Local fisher-folk associations poised to defend interest

Dec 17, 2020, 11:20 AM | Article By: Yusupha Jobe

The Association of All Fishermen Cooperative of The Gambia (AFRICOSA) recently convened a dialogue to discuss challenges faced by the local artisanal fishermen amid the establishment of fishmeal factories.

The meeting came following allegations that the fish factories are not buying catches from the local fishermen.

The meeting, organised at the Tanjai Fish Landing Site was meant to showcase and defend the interest of local artisanal fishermen, who claimed that fishmeal factories choose only to buy fish caught by foreign vessels from Senegal.

Dawda Foday Saine, secretary to the association, said challenges faced by local artisanal fishermen in the country including vendors will never be allowed in any part of the world. He added that local fishermen should first be given the priority to sell their fishes to the fishmeal factories before allowing any foreign fishing vessels.

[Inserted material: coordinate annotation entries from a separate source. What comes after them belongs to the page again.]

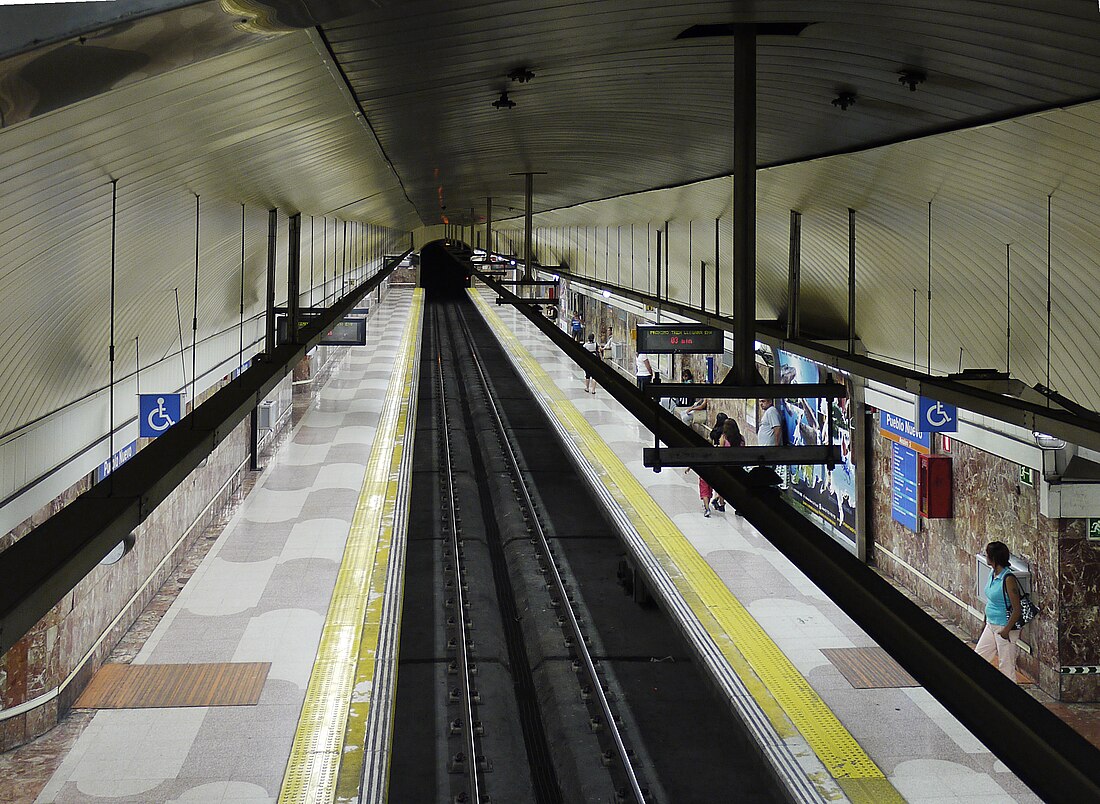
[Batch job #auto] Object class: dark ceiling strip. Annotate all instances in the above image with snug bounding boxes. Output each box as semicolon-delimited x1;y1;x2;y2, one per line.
554;267;1100;451
475;271;1100;804
0;251;409;656
314;25;424;223
492;93;1100;222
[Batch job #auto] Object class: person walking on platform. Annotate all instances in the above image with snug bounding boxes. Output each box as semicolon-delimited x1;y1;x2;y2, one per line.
757;399;783;447
584;335;600;394
712;417;745;516
634;354;653;390
976;541;1023;682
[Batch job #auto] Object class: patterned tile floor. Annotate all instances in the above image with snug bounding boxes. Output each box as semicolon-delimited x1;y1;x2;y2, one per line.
484;294;1038;804
0;289;411;804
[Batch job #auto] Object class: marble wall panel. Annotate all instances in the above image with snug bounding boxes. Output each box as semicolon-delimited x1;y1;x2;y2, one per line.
0;409;268;751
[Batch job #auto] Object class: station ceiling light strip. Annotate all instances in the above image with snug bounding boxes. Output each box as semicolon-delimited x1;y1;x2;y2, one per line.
278;289;424;804
471;291;903;804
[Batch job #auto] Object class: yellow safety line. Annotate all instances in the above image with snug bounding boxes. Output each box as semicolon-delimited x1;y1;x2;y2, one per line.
470;290;904;803
278;289;424;804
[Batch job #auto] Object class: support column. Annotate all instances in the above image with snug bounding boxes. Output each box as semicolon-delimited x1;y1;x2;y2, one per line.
264;209;278;359
286;212;301;343
524;173;535;280
787;209;802;341
730;25;756;385
848;209;856;354
485;196;494;260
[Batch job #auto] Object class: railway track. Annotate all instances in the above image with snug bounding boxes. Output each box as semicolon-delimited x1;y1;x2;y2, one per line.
389;302;774;804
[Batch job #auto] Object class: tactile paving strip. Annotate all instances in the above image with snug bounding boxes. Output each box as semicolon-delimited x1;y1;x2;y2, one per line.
822;647;920;690
470;291;903;804
278;289;424;804
74;662;272;709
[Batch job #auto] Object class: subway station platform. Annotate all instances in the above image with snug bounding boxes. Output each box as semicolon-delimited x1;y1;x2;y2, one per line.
4;289;1038;804
477;283;1040;804
12;288;419;804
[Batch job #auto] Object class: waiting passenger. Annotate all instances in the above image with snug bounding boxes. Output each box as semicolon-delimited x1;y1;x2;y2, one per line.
976;541;1023;682
584;335;600;394
634;354;653;390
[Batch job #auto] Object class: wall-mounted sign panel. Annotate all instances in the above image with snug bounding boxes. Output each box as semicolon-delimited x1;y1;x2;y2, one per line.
138;394;184;438
916;396;959;432
320;318;366;346
879;410;932;455
890;441;917;531
96;439;138;483
638;324;723;354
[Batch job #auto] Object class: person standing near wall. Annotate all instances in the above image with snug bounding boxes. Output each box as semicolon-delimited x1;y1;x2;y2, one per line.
757;399;783;447
975;541;1023;683
584;334;600;394
634;353;653;390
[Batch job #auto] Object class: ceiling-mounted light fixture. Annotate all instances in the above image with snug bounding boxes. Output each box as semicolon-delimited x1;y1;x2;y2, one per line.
833;92;856;112
898;69;928;92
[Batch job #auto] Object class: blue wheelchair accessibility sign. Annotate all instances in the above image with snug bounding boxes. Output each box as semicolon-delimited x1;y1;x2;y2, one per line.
916;396;959;432
138;394;184;438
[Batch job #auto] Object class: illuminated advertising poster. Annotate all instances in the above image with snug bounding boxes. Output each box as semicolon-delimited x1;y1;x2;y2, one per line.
776;351;857;540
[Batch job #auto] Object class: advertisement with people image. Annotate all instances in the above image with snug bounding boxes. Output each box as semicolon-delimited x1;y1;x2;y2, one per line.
776;351;857;540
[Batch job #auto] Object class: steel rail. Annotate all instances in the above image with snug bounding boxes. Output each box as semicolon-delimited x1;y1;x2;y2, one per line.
432;310;481;804
0;252;408;656
453;305;646;804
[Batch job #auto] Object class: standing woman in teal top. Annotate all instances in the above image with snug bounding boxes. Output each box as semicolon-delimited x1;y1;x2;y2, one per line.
977;541;1023;682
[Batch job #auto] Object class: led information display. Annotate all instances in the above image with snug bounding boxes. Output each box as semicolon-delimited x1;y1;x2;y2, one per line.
321;318;366;346
638;323;723;354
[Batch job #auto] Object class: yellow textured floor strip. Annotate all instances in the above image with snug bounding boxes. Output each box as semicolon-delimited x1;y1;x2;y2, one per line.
471;291;904;802
278;289;424;804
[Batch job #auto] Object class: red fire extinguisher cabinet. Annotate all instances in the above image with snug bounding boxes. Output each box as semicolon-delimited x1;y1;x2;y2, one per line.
916;454;952;519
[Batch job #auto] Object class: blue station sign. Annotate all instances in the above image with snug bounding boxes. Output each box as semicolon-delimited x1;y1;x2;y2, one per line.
138;394;184;438
916;396;959;432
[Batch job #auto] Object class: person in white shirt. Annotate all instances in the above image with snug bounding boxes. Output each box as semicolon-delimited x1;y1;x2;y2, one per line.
634;354;653;390
757;399;783;447
584;335;600;394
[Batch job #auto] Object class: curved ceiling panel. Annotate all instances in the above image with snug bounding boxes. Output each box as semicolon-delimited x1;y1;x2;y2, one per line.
501;102;1100;409
323;0;1100;223
0;9;419;437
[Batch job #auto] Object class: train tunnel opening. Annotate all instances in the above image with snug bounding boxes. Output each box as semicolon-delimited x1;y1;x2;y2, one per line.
420;240;472;300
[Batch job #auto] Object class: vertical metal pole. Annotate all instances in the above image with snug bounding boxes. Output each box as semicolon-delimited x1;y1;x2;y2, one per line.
286;212;301;343
264;209;278;360
237;203;244;368
191;192;199;409
524;173;535;280
848;208;856;354
734;24;756;385
787;209;802;341
849;378;872;564
714;218;722;316
664;221;670;301
688;218;694;307
107;178;119;493
699;260;706;312
657;229;662;304
925;201;932;374
1004;243;1012;377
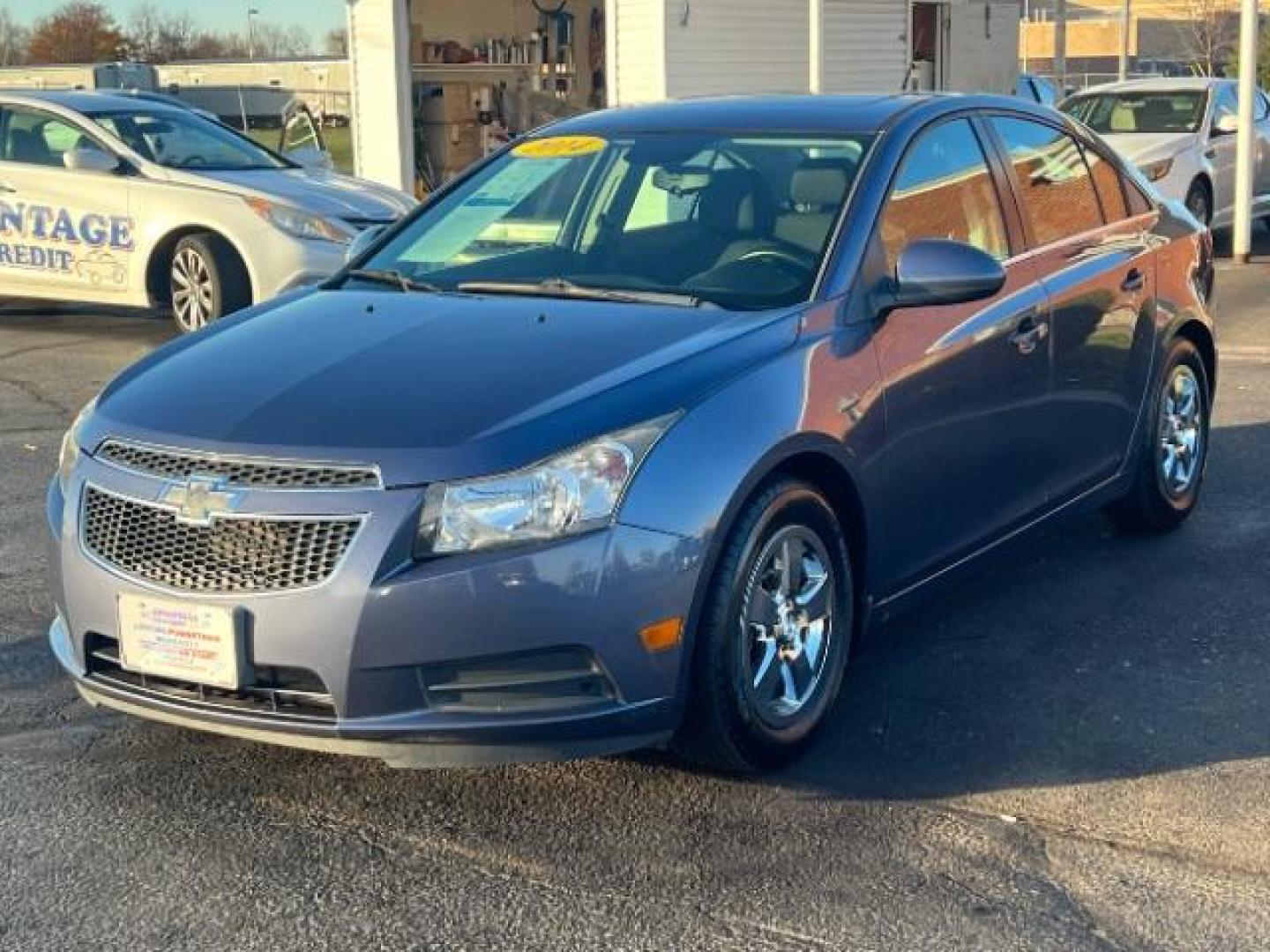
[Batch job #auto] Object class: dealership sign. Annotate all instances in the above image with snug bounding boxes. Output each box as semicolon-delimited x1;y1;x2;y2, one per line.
0;202;133;285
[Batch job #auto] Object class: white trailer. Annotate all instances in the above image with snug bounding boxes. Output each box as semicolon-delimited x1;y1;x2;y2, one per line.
0;63;158;90
606;0;1019;104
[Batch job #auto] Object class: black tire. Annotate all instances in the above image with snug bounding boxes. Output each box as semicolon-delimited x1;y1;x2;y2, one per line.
168;231;251;334
1185;179;1213;227
670;480;855;773
1106;338;1212;533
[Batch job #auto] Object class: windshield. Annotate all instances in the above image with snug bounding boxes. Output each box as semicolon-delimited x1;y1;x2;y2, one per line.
93;107;289;171
1060;90;1204;135
360;133;870;309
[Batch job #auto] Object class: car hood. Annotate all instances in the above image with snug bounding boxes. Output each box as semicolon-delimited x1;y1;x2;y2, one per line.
174;169;415;221
1102;132;1198;165
83;289;799;485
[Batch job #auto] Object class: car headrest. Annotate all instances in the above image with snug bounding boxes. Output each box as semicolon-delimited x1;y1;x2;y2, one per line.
790;159;849;207
9;130;53;165
698;169;776;234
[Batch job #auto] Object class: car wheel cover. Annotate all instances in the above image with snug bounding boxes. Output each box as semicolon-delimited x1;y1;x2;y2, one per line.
1174;187;1209;225
1160;364;1204;499
741;525;834;725
171;248;213;330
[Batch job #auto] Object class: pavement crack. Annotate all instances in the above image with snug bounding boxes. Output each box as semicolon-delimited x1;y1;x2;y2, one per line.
0;338;94;361
927;804;1267;882
255;794;840;952
0;377;75;416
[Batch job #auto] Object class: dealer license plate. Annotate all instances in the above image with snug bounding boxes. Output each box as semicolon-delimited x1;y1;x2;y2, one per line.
118;594;242;688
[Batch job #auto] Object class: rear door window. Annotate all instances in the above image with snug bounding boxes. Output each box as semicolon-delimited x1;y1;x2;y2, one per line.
881;119;1010;268
0;106;92;169
990;115;1103;245
1085;148;1129;222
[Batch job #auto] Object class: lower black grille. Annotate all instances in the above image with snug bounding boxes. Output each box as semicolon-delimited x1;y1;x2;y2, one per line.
419;649;616;713
84;632;335;722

“How can we be disadvantaged in our own country? First, even the establishment of the fishmeal factories alone in the landing site has brought a lot of argument among local dwellers regarding the scarcity of fish in the local markets. Because we do not even know how much a day these factories are consuming in terms of tonnes of fish.”

“So we will not also sit and allow the same fishmeal factories giving priority to foreign fishermen over our local artisanal fishermen. How can a fish factory be established in a country and it still refuse to buy catches from the local fishermen? And not only that, but complaints are coming from all the local fish landing sites accusing the foreign vessels for denying them sale.”

“It is because of this we converged as an association to defend the interest of local fishermen; and of course avoid fish scarcity with women who engaged in selling fish at the local markets. We are going to create MoU and other laws that will facilitate dealings between us and the fishmeal factories,” he declared.

Babanding Kanyi, the West Coast Regional Fisheries officer, stated that the operations of the fishmeal factories should first benefit the local people than foreigners, while citing the fisheries policy of the Ministry as prioritising the benefits of the local fishermen.

He added that agreement to register all foreign fishing vessels coming into the country by the various local beach management committees would help control number of boats supplying fish to the fishmeal factories.

“The ministry is in full support of the association’s efforts because this was not the first meeting we had organised. It is not fair that the fishmeal factories buy fishes of the foreign boats and reject our local fishermen. But with the coming of laws and MOUs to be effected, Gambians will now take charge of all areas involved in supplying the factories,” he said.